Exjuliemccoy's picture

Your SSs are the product of diluted parenting from divorced parents. The weird one likely found a ploy that worked to gain attention/avoid accountability, and it's become habit. What a turd.

Instead of being cast as the bad cop, you might try putting the onus of the SSs' misbehavior on your H. After all, he's responsible for his older kids, so make HIM put the toilet seat down, each and every time. Inconvenience him enough, and he might step up as a parent.

Someoneelse's picture

they say boys mature slower than girls, but when you throw in the fact that it SEEMS that step kids mature at an even much SLOWER rate I am not sure what I can tell you.
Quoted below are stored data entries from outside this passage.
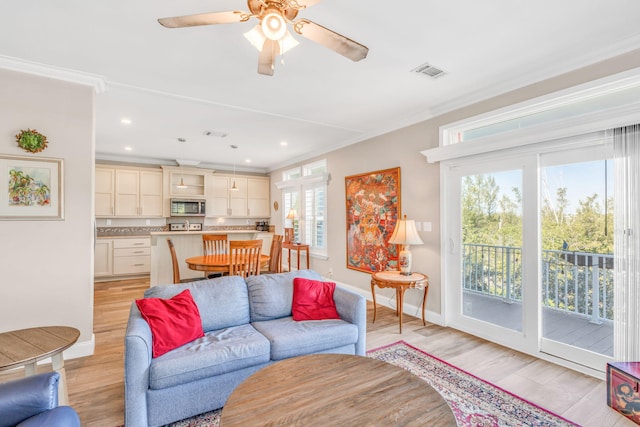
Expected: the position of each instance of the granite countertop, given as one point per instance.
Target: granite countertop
(131, 232)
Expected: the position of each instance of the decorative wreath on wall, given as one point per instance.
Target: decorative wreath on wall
(31, 140)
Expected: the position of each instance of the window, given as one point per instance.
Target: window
(304, 190)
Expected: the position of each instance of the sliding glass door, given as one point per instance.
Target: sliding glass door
(529, 252)
(576, 225)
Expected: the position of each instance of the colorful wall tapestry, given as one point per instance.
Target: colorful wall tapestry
(373, 207)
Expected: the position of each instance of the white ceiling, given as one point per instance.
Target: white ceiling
(178, 83)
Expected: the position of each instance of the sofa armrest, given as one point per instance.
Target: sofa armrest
(352, 308)
(137, 359)
(23, 398)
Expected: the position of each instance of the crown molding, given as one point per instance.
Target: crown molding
(20, 65)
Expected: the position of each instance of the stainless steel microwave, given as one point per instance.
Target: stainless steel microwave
(186, 207)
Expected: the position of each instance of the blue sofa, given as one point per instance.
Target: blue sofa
(33, 401)
(247, 325)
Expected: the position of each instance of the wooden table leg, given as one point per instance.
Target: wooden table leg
(58, 366)
(400, 298)
(30, 369)
(424, 302)
(373, 293)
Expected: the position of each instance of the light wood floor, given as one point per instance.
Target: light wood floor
(96, 388)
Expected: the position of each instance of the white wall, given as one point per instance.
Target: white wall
(46, 267)
(420, 181)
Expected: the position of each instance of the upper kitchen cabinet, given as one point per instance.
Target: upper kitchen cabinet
(105, 192)
(258, 190)
(138, 192)
(250, 198)
(128, 192)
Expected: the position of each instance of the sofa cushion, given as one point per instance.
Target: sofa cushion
(174, 321)
(313, 300)
(223, 302)
(289, 338)
(271, 295)
(216, 353)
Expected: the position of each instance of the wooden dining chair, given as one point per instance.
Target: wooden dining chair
(213, 244)
(176, 267)
(275, 256)
(244, 257)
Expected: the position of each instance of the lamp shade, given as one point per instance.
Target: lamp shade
(405, 233)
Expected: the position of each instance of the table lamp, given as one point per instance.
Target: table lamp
(405, 234)
(288, 231)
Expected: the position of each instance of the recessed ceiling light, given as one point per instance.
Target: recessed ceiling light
(215, 133)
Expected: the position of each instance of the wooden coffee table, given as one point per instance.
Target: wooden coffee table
(335, 389)
(26, 347)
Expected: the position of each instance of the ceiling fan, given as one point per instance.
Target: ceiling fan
(271, 36)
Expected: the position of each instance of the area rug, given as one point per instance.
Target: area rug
(474, 402)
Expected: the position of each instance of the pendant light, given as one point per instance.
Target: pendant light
(234, 187)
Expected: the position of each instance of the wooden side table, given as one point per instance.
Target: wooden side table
(26, 347)
(393, 279)
(296, 247)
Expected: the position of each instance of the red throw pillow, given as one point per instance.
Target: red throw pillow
(313, 300)
(173, 322)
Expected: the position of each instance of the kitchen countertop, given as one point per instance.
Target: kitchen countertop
(201, 232)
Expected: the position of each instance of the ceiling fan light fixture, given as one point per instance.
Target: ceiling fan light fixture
(287, 42)
(273, 24)
(256, 37)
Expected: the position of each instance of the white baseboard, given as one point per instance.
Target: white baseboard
(410, 309)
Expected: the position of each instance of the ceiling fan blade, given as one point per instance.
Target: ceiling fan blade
(334, 41)
(267, 59)
(205, 19)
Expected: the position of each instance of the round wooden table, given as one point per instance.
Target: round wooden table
(26, 347)
(400, 282)
(215, 263)
(335, 389)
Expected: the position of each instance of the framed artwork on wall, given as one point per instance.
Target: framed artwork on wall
(31, 188)
(373, 207)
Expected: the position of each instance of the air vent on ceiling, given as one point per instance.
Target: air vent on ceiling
(429, 71)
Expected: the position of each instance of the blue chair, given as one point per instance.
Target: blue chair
(33, 401)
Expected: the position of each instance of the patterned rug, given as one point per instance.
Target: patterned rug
(474, 402)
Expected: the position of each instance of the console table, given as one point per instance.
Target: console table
(400, 282)
(26, 347)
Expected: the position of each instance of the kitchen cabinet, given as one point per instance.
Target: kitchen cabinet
(103, 258)
(251, 199)
(258, 190)
(122, 256)
(132, 256)
(104, 192)
(138, 192)
(128, 192)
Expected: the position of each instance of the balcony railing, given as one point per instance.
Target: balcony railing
(575, 282)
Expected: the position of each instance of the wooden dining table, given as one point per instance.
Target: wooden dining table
(218, 263)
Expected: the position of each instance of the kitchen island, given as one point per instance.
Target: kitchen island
(189, 244)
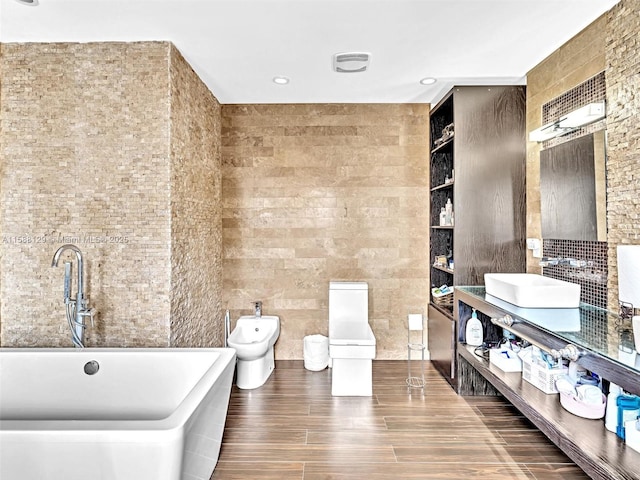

But my stepdaughter who is 17 still cries over EVERYTHING. BM and DH brush it off as her being sensitive... this girl does not have a sensitive fiber in her body... she could care less about ANYONE other than herself. She will throw ANYONE under the bus and blame them for being mad at her throwing them under the bus,

EveryoneLies's picture

I know we aren't but i bet they are long lost brothers!

My ss cries about everything too, and that things are not "fair" to him (not fair there are consequence if he did anything wrong). I can't explain why but I lose patience once i see the tears in his eyes.

Not to mention, a paper cut will results in a crazy reaction from SS like he's finger is severed. My SS is diagnosed on the spectrum though. 

Someoneelse's picture

My sd has to be related! A scraped knee results in blood curdling screams, falling from a height of 1 inch onto a largely padded butt results in the same blood curdling scream.